Research Projects
Titanium and Magnesium
Advanced characterisation of deformation micromechanics and failure initiation in Ti alloys
Failure initiation during monotonic and cyclic loading of polycrystalline metallic materials alloys involves irreversible deformation with increasing applied stress, manifested in localised slip bands at the scale of individual grains. In Ti the allotropic phase transformations lead to a complex interplay of morphological and orientation relationships between the high-temperature bcc phase and the low-temperature hcp phase and a great variety of microstructures, having impacts on the monotonic and fatigue properties. To develop more accurate and realistic predictive models for the deformation and failure behaviour of Ti alloys, it is necessary to quantify the plastic strain heterogeneities at the microscopic scale and subsequently relate these values to the critical microstructures. Recent advances in imaging techniques in conjunction with digital image correlation have opened new ways in which we can now quantify strain localisation for the first time, which leads to material failure. A feasibility study has demonstrated that we can even monitor microplasticity in the high cycle fatigue regime, i.e. initial shear strain levels well below 1% with a spatial resolution better than 100 nm.
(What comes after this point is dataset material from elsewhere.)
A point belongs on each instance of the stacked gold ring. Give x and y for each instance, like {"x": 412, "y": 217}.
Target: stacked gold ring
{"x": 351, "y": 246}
We now want to exploit this new methodology and monitor strain localisation in hot-deformed titanium alloys typically used in the aerospace industry. A particular challenge within the project will be the correlative microscopy aspect that we will bring together 2D strain maps, crystallographic information and local grain rotation recorded in polycrystalline titanium alloys to calculate stress intensities at potential failure sites like grain boundaries and correlate strain localisation with crack initiation. In addition, considering the influence of realistic 3D microstructures, i.e. microtextured regions in mm-scale, on deformation behaviour is a significant challenge. The new Royce-funded plasma-FIB exhibits material ablation rates several orders of magnitude faster than Ga+ FIB and even Xe+ plasma FIB enabling the volumes of material machined into the mm-scale. This project will develop a synergistic approach of combining a range of multidimensional characterisation techniques, micro-test and analysis to establish a new mechanistic understanding of Ti alloys and, more importantly, apply a similar approach to other polycrystalline materials.